この著者は、実際に女友達と共同生活をしたことがあるのか?と思ってしまいます。
ランチや飲み会をするのと、一つ屋根の下で共同生活をするのとは、訳が違う。
それぞれ生まれ育った背景が違う訳だし、箸の上げ下ろしや、お風呂やトイレなど共有スペースの使い方、そういったものに眉を顰めたりすることはないのか?

私は学生時代、私設の女子学生会館という所にいました。
一年目は2人部屋、2年目からは倍のお金を出せば1人部屋可というシステムでしたが、その2人部屋において、どれだけ細かい諍いの話を聞いたことか。

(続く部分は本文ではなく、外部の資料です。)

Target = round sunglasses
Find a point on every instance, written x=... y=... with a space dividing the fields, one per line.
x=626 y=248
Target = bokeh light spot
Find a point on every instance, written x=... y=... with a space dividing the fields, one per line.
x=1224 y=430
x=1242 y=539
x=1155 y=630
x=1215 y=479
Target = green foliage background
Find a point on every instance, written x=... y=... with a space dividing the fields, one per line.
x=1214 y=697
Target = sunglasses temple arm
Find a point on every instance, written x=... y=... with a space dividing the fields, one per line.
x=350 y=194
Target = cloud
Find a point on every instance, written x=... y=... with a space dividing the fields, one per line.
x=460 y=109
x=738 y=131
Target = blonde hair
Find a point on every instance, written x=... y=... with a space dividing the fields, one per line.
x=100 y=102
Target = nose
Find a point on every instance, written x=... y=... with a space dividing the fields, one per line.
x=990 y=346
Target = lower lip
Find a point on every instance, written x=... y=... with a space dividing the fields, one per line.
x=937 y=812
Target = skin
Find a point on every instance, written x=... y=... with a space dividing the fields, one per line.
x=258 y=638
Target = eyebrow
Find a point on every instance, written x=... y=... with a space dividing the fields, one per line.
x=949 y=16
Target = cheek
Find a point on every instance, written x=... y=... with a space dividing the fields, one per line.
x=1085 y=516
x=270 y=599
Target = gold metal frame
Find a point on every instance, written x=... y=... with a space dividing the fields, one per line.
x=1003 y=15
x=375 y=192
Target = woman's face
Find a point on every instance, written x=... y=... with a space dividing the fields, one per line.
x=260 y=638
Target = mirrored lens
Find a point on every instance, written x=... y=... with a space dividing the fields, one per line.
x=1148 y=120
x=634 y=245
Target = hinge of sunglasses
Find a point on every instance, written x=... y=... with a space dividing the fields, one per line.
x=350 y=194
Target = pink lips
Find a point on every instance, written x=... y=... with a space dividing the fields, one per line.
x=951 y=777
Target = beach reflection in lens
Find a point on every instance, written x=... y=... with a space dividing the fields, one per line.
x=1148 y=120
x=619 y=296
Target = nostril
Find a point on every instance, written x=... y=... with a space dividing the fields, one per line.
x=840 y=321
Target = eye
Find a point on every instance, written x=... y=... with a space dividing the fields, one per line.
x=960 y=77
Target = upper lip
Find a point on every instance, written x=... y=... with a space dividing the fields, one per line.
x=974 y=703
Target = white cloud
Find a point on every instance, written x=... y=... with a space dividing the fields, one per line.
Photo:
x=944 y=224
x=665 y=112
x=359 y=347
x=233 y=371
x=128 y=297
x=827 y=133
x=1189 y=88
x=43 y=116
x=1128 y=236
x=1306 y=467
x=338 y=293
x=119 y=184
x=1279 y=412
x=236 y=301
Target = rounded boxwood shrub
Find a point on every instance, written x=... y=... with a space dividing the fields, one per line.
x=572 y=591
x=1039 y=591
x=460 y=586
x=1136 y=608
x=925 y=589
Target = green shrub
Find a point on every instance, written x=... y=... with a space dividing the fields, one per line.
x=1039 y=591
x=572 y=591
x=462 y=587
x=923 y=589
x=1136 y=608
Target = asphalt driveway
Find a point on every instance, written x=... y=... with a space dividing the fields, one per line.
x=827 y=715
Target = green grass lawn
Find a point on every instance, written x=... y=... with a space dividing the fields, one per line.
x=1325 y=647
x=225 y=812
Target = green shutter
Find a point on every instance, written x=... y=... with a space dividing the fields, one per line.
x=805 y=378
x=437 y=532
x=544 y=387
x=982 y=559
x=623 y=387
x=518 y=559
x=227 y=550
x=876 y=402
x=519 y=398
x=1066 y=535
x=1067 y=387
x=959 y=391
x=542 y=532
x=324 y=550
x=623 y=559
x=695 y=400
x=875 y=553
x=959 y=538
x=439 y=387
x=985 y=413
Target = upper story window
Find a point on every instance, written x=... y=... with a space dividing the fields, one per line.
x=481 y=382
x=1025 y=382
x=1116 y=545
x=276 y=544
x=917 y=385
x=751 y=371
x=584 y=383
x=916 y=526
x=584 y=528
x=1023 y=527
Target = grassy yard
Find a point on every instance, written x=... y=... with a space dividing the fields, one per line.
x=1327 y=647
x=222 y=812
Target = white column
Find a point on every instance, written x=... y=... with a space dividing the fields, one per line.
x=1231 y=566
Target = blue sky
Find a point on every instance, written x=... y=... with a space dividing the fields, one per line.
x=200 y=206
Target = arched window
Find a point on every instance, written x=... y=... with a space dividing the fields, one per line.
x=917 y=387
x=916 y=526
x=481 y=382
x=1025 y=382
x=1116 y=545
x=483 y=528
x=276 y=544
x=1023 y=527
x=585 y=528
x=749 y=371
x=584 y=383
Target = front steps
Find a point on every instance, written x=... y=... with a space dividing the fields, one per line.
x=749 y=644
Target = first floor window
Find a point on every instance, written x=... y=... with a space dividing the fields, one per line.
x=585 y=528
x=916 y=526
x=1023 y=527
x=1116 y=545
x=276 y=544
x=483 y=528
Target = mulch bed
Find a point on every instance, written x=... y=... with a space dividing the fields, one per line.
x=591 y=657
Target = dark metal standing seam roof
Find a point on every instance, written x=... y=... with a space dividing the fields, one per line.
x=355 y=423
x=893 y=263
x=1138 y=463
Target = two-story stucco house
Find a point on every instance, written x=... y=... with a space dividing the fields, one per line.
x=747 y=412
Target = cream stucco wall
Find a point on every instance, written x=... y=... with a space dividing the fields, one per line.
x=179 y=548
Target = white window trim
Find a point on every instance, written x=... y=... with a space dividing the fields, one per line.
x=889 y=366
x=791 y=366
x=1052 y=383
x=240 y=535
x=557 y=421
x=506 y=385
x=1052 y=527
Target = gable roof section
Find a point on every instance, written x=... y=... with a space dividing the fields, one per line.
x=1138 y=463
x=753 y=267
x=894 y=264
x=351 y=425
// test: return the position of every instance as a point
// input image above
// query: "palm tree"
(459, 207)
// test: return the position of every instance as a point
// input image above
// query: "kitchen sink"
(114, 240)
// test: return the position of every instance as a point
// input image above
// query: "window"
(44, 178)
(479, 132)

見た目は一部の隙もなくお洒落に着飾った人が、部屋の中はゴミ屋敷なんてよくある話でした。
私が現在通っているスポーツクラブで、長年仲良くしていた数人の女性グループが数日間の旅行に行き、帰って来たら分裂してしまったということも。
ことほど左様に、寝起きを共にするということは難しいのです。

仲良し女性4人組の楽しい共同生活、でも収入や能力や容姿に関する優劣感、実家との関係の温度差、そうしたことに軋轢があるのではないかと思ってしまうのは、オバサンの僻みかしらん?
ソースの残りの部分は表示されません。